Lorenzo Catania, Dario Allegra
University of Catania
Contact e-mail: [email protected]
- Download and install the pixi project manager
- Run
pixi r capabilities
and check if CUDA is available in your system. Although this is not mandatory, it is highly recommended as the code is computationally intensive. - Every bin script (fit, pack...) executes a different phase of the training. The encode and decode scripts perform the whole encoding and decoding pipelines instead.
Implicit Neural Representations (INRs) are a very recent paradigm for information representation where discrete data are interpreted as continuous functions from coordinates to samples. In the case of images, this function maps each pixel’s coordinates to the colour of the pixels. A neural network is then over-fit to this function, then the image is reconstructed through inference of this network. By following this workflow, the image data are encoded as network parameters.

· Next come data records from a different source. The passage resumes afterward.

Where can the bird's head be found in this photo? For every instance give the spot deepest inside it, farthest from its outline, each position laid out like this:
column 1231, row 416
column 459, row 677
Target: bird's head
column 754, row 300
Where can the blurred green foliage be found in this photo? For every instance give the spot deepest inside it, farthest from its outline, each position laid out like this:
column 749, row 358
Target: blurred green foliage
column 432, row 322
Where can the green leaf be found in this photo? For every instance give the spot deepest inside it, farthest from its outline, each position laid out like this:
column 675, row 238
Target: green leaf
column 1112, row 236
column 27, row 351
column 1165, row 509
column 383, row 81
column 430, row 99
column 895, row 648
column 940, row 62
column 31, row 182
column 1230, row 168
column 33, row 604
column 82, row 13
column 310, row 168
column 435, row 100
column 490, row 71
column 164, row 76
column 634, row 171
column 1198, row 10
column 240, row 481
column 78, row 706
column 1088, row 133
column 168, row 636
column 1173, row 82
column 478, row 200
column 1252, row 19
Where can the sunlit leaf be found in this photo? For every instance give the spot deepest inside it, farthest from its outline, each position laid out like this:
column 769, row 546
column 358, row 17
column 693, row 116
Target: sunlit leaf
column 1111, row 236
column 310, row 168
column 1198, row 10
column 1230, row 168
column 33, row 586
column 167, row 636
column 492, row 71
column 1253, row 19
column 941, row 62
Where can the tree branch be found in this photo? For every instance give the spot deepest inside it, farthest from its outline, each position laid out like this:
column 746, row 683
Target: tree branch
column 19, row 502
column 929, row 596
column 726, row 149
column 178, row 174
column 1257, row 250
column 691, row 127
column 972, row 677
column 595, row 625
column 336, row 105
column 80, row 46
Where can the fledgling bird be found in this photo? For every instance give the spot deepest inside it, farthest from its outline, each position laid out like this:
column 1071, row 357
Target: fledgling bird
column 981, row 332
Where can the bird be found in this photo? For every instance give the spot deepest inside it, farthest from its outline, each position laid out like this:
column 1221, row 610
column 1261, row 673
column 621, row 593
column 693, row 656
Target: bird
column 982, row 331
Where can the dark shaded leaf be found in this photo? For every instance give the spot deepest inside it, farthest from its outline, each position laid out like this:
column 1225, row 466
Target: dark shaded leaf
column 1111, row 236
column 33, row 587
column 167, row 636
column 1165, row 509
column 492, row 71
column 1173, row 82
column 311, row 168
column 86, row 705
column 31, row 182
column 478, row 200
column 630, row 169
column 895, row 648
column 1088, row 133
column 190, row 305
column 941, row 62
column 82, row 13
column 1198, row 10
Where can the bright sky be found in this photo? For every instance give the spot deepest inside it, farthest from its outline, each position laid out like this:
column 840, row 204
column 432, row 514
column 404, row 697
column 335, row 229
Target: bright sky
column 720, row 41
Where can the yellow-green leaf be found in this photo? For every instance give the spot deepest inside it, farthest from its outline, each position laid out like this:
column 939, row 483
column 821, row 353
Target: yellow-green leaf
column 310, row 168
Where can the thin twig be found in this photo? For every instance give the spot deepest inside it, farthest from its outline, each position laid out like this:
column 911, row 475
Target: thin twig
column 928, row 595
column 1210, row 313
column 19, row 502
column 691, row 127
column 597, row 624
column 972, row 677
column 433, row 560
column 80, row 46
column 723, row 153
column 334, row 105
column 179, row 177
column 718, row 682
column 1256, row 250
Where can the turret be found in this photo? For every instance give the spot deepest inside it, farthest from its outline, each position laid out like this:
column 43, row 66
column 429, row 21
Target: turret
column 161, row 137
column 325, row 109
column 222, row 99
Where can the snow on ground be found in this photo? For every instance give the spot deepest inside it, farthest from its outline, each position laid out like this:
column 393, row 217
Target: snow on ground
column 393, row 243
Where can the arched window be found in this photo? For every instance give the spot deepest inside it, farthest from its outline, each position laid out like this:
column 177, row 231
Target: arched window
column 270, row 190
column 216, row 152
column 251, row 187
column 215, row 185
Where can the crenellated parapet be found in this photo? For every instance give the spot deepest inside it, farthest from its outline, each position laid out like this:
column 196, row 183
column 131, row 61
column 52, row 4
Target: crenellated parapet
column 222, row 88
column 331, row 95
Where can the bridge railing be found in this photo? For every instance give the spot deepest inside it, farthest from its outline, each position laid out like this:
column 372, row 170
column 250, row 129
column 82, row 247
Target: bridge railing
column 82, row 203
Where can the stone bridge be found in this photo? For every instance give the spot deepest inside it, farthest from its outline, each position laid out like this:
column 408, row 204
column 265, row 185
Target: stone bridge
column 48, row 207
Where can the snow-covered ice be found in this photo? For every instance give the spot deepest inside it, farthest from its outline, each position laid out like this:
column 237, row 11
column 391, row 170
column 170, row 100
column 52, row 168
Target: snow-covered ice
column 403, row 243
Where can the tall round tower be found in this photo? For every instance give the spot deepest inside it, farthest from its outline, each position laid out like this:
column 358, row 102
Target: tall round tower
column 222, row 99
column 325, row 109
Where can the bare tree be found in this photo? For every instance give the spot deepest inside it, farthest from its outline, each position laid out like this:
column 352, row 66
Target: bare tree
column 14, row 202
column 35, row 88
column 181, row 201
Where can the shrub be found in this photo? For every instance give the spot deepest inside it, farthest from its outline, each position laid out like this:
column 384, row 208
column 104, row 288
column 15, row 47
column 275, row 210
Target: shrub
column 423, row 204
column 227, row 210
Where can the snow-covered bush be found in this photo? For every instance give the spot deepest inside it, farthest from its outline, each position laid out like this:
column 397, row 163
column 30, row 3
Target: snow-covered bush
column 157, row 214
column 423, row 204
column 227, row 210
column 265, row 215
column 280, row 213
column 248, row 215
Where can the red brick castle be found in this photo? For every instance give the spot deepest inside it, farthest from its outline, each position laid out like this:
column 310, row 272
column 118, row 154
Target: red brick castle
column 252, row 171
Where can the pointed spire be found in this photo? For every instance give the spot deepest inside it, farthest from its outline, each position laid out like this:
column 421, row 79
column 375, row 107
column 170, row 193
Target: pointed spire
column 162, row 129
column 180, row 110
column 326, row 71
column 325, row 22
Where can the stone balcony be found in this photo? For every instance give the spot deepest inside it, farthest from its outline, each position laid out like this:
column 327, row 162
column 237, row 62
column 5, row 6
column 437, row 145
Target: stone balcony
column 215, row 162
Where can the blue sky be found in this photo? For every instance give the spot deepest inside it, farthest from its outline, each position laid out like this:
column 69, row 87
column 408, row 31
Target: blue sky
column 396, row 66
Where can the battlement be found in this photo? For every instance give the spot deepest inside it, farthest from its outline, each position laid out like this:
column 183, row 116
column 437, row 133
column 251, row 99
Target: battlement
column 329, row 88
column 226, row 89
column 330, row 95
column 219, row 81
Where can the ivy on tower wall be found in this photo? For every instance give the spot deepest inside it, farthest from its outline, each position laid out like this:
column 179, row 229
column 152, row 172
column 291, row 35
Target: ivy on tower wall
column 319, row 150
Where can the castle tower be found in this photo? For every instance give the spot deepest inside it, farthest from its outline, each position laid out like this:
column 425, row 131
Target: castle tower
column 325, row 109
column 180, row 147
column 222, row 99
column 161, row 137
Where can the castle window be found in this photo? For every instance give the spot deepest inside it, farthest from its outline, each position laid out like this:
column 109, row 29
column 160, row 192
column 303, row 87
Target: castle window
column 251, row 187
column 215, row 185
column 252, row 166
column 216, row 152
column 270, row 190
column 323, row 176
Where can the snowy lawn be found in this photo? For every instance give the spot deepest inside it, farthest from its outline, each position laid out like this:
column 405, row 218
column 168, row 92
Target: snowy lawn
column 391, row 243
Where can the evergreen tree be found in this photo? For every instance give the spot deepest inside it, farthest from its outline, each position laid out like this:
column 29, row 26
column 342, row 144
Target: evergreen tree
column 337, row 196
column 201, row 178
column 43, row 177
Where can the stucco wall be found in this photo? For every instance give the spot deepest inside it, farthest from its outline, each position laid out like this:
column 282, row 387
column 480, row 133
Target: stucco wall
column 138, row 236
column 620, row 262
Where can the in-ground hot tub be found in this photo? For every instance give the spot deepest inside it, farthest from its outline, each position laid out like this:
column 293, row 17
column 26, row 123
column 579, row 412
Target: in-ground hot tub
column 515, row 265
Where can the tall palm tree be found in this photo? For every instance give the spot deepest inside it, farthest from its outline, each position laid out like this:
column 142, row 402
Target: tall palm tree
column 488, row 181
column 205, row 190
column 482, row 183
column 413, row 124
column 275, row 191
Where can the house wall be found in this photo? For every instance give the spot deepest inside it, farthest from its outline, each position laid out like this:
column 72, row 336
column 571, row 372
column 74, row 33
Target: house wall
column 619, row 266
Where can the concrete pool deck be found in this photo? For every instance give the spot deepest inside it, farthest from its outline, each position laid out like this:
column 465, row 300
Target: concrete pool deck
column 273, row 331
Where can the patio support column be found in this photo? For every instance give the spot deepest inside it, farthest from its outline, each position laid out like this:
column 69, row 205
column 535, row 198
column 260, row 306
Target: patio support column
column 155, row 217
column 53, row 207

Recent researches refer to this paradigm as Implicit Image Compression and have demonstrated how codecs based on this emerging approach obtain good visual and quantitative results and can outperform well-established codecs, while not suffering from long-known defects such as block artifacts. Plus, it is possible to fit directly on specific metrics during the training process but, in contrast with other learned methods such as autoencoders, no pre-trained models are needed to encode images.
This tutorial will begin with a brief introduction to the concepts behind this innovative technique, and then a Python implementation of a basic yet complete image codec using INRs will be presented, focusing on modularity and ease of comparison between different results, to provide a speed-up to the research on the field. An in-depth overview of the contribution of each network architecture choice and common model compression techniques, such as quantization, will be presented, such that the audience will achieve a consistent knowledge of the field and will be suddenly able to experiment with the state-of-the-art of implicit image compression.